Spinal surgery 4 months ago and my doctor says I'm 'doing great' — I can barely shower
I don't even know where to start with this. Back in the spring I got hit head-on by a driver who ran a red light while I was on my way to pick up my kid from school. The impact was brutal — I ended up with two fractured vertebrae and a collapsed lung. Had surgery about six weeks after the crash to stabilize my spine.

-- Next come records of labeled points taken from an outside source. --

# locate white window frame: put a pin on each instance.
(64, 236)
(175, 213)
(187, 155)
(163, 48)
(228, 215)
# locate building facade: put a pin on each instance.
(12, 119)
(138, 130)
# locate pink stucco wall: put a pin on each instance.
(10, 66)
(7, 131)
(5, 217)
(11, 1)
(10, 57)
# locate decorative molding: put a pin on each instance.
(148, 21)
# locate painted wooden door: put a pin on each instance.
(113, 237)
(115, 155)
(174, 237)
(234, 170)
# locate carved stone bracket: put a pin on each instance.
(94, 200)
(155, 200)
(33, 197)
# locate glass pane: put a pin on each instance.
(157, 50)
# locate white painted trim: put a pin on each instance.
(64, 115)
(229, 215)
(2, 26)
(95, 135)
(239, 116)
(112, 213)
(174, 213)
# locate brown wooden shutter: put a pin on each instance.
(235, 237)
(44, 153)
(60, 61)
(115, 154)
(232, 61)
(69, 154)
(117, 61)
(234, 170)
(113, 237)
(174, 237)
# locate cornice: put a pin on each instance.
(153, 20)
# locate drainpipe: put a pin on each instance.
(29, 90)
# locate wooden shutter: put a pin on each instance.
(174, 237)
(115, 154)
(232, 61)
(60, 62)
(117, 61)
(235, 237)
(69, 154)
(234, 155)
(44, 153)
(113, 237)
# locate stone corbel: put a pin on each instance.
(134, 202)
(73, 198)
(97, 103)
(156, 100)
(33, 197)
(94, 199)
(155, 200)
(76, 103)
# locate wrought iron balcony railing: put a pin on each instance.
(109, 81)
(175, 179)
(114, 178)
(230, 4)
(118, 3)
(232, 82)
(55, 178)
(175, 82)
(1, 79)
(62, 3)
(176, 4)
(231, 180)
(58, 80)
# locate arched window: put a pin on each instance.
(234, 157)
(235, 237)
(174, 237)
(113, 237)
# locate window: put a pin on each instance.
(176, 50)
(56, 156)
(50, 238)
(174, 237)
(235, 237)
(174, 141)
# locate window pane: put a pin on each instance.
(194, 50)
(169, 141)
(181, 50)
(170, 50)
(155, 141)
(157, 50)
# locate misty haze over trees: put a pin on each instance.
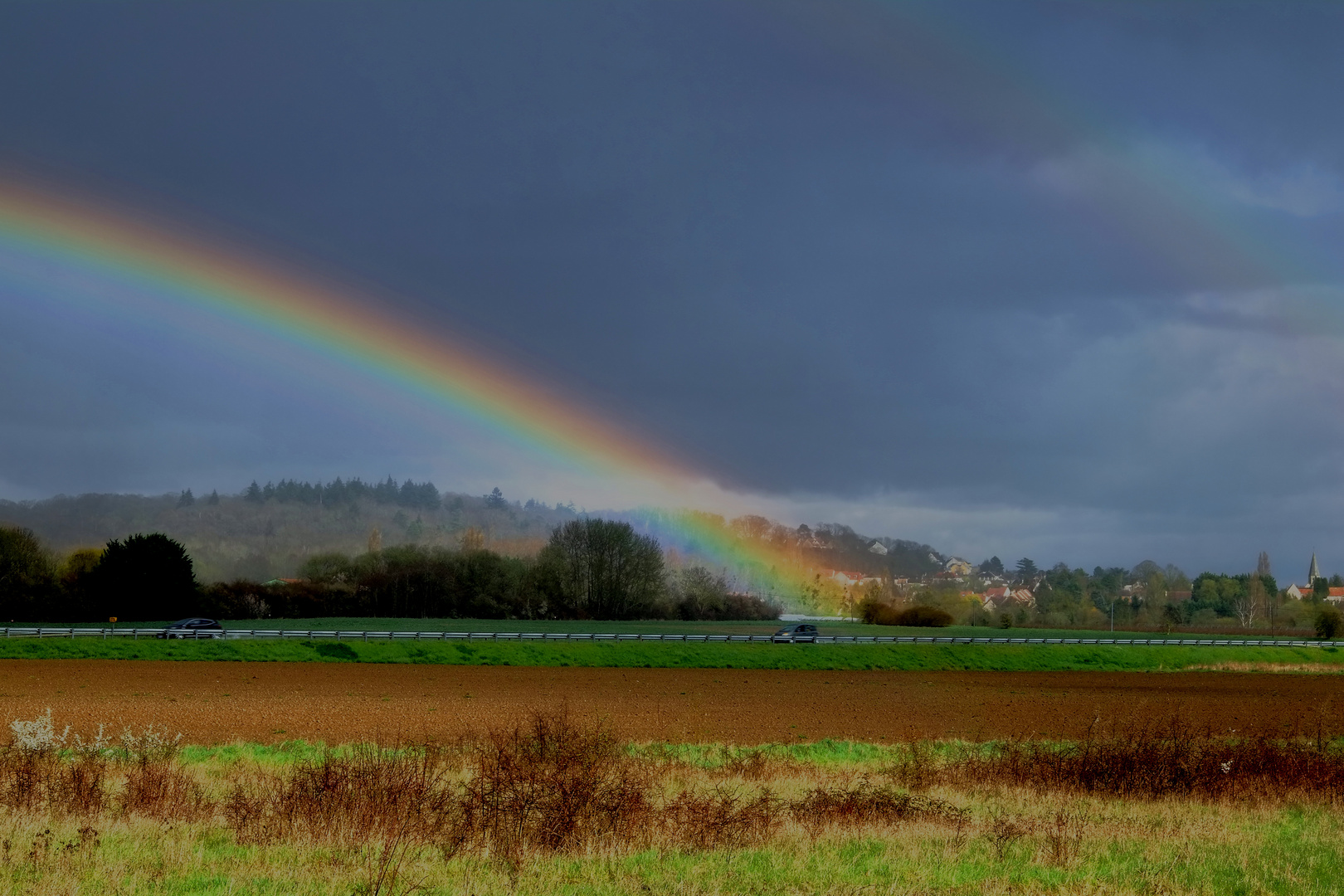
(405, 550)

Four months out now and my follow-up notes literally say my recovery is "progressing well" and my pain is "adequately controlled." I want to know who they talked to, because it wasn't me. I cannot stand long enough to make a sandwich. I had to buy a shower chair because standing for five minutes sends shooting pain down both legs. My employer keeps emailing asking for a return-to-work timeline and I genuinely don't know what to tell them because I don't know.
The part that's wrecking me mentally is how alone this feels. My family loves me and they try, but they don't get it. My partner keeps saying things like "you look so much better than last month" and maybe that's true but I still can't sleep more than two hours without waking up in agony. I feel like I'm supposed to perform recovery for everyone around me.
And then there's the insurance side of things, which is its own nightmare that I don't even have the energy to get into right now.
Has anyone else felt like their medical records describe a completely different person than the one actually living in their body? How do you even push back on that? How did you cope when everyone expected you to just... bounce back?